Semantic segmentation assigns one class label to every pixel in an image. Unlike instance segmentation, semantic segmentation does not separate individual objects of the same class. The training target is a dense class map where each pixel stores a class ID.

This guide explains the dataset format used by Ultralytics YOLO semantic segmentation models and lists the built-in dataset configurations available for training and validation.

Supported Dataset Formats

Two label formats are supported. The dataset loader picks the path based on whether the dataset YAML defines a masks_dir key.

PNG mask format

Semantic segmentation datasets use one image file and one mask file per sample. The mask is a single-channel image, usually PNG, where each pixel value is the class index for the corresponding image pixel.

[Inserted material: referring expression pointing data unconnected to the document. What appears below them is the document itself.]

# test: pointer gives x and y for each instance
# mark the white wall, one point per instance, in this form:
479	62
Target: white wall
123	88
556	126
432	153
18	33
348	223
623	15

  • Pixel values 0, 1, 2, ... represent class IDs from the dataset names mapping.
  • Pixel value 255 is treated as the ignore label and is excluded from loss and metric computation.
  • Mask files should use the same stem as their matching image file, for example frankfurt_000000_000294.png.
  • Supported mask extensions are .png, .PNG, .bmp, and .tif.

The default layout keeps images and masks in parallel folders. The masks_dir value from the dataset YAML replaces the images path component to find masks.

dataset/
├── images/
│   ├── train/
│   └── val/
└── masks/
    ├── train/
    └── val/

For example, an image at images/train/aachen_000000_000019.png is paired with a mask at masks/train/aachen_000000_000019.png when masks_dir: masks.

YOLO polygon label format

If your dataset already has Ultralytics YOLO polygon labels (one .txt per image with <class-index> <x1> <y1> <x2> <y2> ... rows), you can train semantic segmentation directly from them — no PNG mask conversion needed. See the instance segmentation dataset format for the row-level layout.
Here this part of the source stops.